Returning by value wouldn't be an issue here – we're returning a local object, so return value optimization (NRVO) kicks in. It's not ideal for ObjFile::getInputSections though, as I commented above.

lld/MachO/InputFiles.h
59

Nit: add override

I'm *really* wary of this returning by value ... that seem like a bunch of unnecessary copying. The ELF equivalent to this function is InputFile::getSections (which isn't overridden); it returns an ArrayRef, and it asserts that it's only called on object or binary files (and we don't have to worry about binary files). ELF makes that work by having a global objectFiles vector (instead of just an inputFiles vector), so when it's doing the loop over all input sections, it only loops over object files.

Whether we wanna have a specific objectFiles global vector as well or just stick with inputFiles is a broader design question, but we should at least figure out a good way to make this not return by value.

73

sections should always be empty for a DylibFile, so this is confusing. Perhaps just construct and return an empty vector here? (Although that wouldn't work with the ArrayRef comment above, but in that case a comment would be good.)

lld/MachO/SymbolTable.cpp
61

We need to add a check here where if the existing symbol isa<LazySymbol>, we fetch that archive member. A consequence is that we need to store a pointer to the ArchiveFile in the LazySymbol.

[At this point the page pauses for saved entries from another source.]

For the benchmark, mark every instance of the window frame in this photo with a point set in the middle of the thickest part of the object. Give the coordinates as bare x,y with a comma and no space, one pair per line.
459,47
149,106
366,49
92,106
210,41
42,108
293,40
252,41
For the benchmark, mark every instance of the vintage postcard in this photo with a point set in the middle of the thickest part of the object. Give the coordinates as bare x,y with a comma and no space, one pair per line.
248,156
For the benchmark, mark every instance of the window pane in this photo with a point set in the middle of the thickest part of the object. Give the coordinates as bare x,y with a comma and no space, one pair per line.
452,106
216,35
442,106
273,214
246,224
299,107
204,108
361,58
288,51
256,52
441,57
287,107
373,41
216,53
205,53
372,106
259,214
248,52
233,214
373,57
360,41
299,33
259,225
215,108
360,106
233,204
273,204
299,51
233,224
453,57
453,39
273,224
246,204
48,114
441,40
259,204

We should add a test for this case, where the archive file appears on the link line before the object file, and its members should still be fetched.

79

ld64 uses the same archive file semantics as LLD ELF and COFF, where an archive member can be used to resolve undefined symbol references regardless of its position on the command line.

A defined symbol in an object file always wins out over a dylib symbol. An archive member that got included in the link is treated as a regular object file for this purpose. If the dylib symbol is seen first, an archive member defining the same symbol won't be pulled out (unless some other symbol from that member is referenced).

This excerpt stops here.